It is important to collect all data, for machine learning and stream analytics to produce the best possible insights. Even if you think it has no relevance to the question you are trying to find an answer for.
Context is what provides real insights.
- Engine temperature could be effected by bad fuel quality or driving in the incorrect gear given the road circumstances or even by a particularly hot day. The relevance and accuracy of machine learning based trend analytics will be severely impacted if a less than complete set of data is used for the analytics.
- Delays in road logistics could have been impacted by severe weather or holiday traffic patterns or even by strike or other forms of industrial action.
- The cash withdrawals at an ATM could be affected by the day of the month, the month of the year, by events at a nearby sports stadium or by severe rain if it is situated outside of a building or even by a spike in crime in the area where it is situated.
- Stock in a warehouse is affected by both up-stream and down-stream events.
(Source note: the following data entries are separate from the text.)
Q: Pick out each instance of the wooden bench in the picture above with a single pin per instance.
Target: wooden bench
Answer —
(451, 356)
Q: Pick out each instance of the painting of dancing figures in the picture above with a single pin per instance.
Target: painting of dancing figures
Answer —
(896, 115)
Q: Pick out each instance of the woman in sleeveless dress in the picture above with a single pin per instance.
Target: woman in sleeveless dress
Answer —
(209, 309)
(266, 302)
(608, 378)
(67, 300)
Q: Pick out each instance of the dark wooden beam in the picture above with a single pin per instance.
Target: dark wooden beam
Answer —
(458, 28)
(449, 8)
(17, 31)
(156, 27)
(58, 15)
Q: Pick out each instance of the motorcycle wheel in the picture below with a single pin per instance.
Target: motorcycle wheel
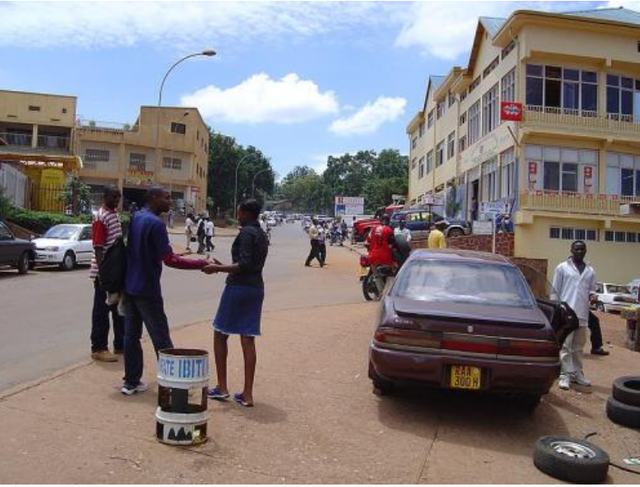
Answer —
(369, 288)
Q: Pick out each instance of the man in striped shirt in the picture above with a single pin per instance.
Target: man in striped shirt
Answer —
(106, 230)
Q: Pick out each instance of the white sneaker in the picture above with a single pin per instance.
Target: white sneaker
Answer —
(564, 383)
(580, 379)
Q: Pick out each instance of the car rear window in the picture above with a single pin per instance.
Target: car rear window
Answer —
(464, 282)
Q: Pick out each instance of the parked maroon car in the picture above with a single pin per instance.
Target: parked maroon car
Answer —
(467, 320)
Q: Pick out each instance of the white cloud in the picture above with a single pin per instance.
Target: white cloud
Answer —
(178, 24)
(370, 117)
(261, 99)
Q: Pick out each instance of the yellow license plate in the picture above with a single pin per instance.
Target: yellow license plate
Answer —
(465, 377)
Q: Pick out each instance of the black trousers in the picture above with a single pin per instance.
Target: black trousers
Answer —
(313, 253)
(596, 332)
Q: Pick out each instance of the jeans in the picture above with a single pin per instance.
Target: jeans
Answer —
(150, 310)
(596, 332)
(100, 322)
(572, 351)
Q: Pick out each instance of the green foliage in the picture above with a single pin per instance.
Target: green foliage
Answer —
(366, 173)
(224, 155)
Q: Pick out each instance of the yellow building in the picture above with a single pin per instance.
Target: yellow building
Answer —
(129, 157)
(571, 168)
(36, 147)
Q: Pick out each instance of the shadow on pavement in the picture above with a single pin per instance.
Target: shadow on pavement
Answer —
(475, 420)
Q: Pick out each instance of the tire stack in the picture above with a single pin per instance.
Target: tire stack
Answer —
(623, 407)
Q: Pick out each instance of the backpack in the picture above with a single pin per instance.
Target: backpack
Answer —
(113, 267)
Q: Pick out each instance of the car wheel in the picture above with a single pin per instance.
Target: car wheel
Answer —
(623, 414)
(23, 263)
(68, 261)
(571, 460)
(627, 390)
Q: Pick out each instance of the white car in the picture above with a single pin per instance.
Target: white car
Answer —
(65, 245)
(613, 297)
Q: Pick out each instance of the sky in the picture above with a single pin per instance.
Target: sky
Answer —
(298, 80)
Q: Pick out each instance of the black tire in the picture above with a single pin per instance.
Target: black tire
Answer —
(623, 414)
(68, 261)
(369, 288)
(571, 460)
(627, 390)
(23, 263)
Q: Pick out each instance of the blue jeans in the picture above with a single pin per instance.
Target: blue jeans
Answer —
(100, 322)
(150, 310)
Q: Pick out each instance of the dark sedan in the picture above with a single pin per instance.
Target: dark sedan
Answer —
(15, 252)
(467, 320)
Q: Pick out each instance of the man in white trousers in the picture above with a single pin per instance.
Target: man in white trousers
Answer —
(574, 282)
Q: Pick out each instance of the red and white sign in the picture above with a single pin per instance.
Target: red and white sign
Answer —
(511, 111)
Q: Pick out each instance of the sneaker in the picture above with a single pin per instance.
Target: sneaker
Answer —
(580, 379)
(104, 356)
(564, 383)
(128, 389)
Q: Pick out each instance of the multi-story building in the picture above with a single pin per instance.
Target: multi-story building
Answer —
(36, 146)
(571, 168)
(42, 142)
(167, 146)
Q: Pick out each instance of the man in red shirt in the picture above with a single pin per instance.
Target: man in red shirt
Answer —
(380, 241)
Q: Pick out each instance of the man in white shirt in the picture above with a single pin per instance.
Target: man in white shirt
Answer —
(574, 282)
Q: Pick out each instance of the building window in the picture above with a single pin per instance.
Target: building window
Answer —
(473, 124)
(440, 153)
(451, 145)
(490, 110)
(507, 172)
(621, 92)
(568, 233)
(572, 90)
(138, 161)
(475, 84)
(508, 86)
(623, 174)
(172, 163)
(508, 49)
(491, 67)
(462, 143)
(178, 128)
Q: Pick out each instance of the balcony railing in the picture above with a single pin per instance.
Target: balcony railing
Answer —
(590, 121)
(578, 203)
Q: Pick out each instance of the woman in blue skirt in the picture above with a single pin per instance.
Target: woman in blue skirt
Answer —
(240, 307)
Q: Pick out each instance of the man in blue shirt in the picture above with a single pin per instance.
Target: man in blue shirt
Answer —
(147, 248)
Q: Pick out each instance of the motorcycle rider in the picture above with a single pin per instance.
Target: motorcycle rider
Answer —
(380, 241)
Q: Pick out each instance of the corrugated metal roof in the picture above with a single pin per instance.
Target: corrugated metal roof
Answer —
(492, 24)
(619, 14)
Forecasting assumes that last year’s data applies to this year. If there is a sudden run on stock in a particular retail region, stock outs could occur if planning was based on previous year data and stock is sent to other forecasted sales regions. Using IoT in a broad sense, companies should collect data from the news media and from other sources such as social media and from the ERP systems of both suppliers and customers. Use this data, along with prior year data, to inform planning.
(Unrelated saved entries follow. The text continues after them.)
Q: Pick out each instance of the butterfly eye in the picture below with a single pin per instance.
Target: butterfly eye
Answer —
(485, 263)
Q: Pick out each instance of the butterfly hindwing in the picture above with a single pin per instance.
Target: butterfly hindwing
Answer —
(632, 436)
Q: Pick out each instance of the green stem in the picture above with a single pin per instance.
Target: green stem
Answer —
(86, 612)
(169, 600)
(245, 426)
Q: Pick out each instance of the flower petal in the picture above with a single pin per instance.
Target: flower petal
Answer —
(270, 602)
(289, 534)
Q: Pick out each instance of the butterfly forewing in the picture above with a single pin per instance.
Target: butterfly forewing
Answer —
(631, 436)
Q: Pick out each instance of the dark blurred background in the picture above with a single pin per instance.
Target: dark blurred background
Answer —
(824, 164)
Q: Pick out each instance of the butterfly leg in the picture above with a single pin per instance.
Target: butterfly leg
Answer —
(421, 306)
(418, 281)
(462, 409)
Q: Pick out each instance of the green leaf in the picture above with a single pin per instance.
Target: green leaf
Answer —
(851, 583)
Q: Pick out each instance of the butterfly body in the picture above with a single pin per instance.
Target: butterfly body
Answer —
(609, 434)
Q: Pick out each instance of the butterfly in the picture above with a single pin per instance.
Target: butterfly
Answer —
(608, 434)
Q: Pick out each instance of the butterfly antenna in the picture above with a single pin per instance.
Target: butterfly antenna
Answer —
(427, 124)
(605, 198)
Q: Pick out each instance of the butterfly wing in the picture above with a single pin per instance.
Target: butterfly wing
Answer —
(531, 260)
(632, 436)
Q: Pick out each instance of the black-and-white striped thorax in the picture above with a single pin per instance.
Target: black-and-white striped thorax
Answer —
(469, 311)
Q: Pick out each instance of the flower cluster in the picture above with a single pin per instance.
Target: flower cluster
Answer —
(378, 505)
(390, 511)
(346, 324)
- International events such as armed conflict could have a severe impact on production and logistics in neighbouring areas.
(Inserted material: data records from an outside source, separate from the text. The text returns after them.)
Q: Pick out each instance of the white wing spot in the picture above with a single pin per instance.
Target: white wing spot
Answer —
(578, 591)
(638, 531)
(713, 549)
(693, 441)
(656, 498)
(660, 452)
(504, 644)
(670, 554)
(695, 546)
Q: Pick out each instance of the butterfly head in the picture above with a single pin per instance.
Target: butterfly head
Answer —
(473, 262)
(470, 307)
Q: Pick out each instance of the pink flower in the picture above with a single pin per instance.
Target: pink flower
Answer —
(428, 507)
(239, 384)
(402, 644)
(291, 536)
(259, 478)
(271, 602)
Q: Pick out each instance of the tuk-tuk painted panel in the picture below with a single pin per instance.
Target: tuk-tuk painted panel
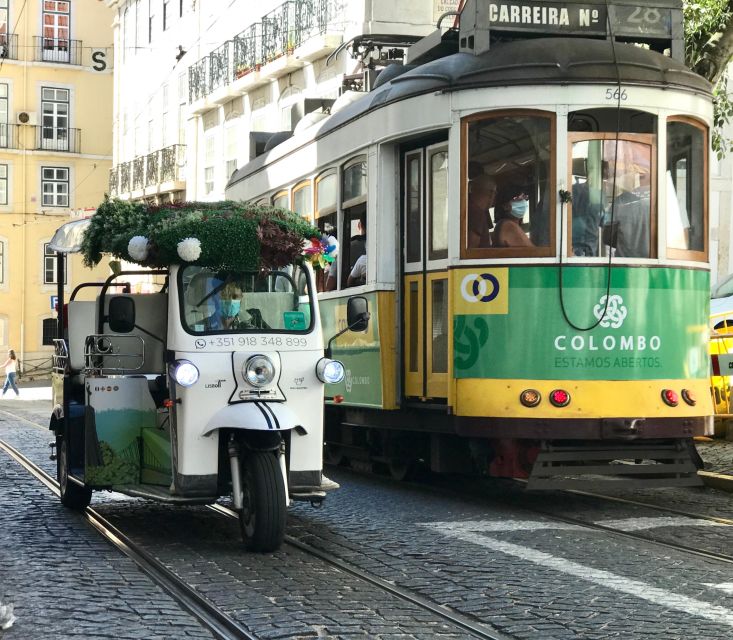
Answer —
(118, 409)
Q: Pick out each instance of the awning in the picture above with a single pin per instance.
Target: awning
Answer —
(68, 237)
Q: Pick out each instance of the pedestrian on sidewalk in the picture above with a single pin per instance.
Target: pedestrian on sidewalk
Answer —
(11, 370)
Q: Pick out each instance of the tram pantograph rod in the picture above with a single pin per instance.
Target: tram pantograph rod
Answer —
(209, 615)
(477, 630)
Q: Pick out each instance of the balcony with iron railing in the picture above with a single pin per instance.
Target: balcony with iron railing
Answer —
(61, 50)
(272, 41)
(138, 173)
(60, 139)
(160, 171)
(114, 182)
(9, 46)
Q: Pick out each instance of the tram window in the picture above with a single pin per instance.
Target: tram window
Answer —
(326, 193)
(509, 193)
(611, 211)
(605, 120)
(303, 200)
(413, 197)
(438, 206)
(354, 192)
(685, 188)
(354, 180)
(281, 200)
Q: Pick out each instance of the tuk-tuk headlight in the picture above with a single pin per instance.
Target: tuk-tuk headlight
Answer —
(330, 371)
(184, 372)
(259, 371)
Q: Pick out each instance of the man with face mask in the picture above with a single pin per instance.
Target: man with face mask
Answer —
(511, 212)
(227, 315)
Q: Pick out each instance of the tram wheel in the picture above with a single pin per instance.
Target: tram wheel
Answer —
(72, 495)
(399, 469)
(263, 515)
(334, 455)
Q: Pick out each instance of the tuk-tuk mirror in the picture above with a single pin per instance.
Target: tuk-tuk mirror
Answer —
(357, 313)
(121, 316)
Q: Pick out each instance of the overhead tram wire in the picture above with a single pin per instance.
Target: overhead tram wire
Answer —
(564, 198)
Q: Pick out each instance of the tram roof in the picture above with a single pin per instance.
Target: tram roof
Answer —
(540, 61)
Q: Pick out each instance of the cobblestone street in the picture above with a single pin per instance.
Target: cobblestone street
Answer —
(489, 559)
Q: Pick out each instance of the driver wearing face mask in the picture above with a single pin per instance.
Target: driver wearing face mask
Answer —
(511, 213)
(227, 315)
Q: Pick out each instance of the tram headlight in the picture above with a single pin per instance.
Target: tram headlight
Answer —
(259, 371)
(184, 372)
(330, 371)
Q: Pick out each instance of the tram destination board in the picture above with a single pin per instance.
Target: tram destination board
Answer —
(656, 19)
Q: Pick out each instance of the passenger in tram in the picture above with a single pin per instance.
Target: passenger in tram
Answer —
(357, 276)
(628, 231)
(481, 197)
(510, 213)
(587, 211)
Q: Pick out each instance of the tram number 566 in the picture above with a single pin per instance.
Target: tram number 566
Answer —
(616, 94)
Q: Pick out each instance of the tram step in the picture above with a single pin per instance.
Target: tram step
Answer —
(578, 467)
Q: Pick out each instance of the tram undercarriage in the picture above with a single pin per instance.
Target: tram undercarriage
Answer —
(581, 454)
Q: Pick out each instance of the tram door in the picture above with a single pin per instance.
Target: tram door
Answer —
(425, 276)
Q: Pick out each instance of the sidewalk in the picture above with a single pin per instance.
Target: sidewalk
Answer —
(31, 390)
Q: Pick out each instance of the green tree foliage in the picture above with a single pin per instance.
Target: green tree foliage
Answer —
(231, 234)
(708, 50)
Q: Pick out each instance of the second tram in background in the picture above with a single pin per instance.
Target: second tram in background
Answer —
(532, 186)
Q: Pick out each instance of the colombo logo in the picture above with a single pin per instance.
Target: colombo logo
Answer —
(612, 316)
(479, 287)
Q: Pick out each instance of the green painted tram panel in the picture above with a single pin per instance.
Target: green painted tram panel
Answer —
(655, 325)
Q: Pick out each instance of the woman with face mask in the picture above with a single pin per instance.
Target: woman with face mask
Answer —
(227, 315)
(512, 210)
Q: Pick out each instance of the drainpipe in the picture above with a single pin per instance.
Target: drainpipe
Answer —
(24, 212)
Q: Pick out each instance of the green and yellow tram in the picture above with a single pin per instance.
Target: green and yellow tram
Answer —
(533, 191)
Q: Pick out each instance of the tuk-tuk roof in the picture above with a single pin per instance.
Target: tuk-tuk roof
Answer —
(68, 237)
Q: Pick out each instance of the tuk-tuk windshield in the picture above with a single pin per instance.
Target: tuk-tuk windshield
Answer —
(244, 301)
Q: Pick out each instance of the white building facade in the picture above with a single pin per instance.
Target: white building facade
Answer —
(197, 80)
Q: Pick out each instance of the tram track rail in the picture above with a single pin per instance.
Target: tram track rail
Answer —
(458, 621)
(477, 630)
(216, 621)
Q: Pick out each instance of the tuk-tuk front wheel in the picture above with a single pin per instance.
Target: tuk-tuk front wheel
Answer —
(264, 509)
(73, 495)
- Global research, innovations and patents using rare minerals or even using common minerals or metals in new ways could have an impact in demand, scarcity and pricing for certain commodities.
- Momentum in green initiatives and global decisions around greenhouse gas emissions could have a major impact on carbon rich business.
- Service delivery protests, industrial action, taxi strikes etc. could have an impact on staff attendance. This data will not be found on any company system or produced by any company sensor or controller unit. But, this data is critical for a better understanding of staff movement and productivity.
Getting as much as possible data from a diverse as possible set of data sources will provide critically needed context which will enrich the models produced by machine learning algorithms and the resultant actionable insights.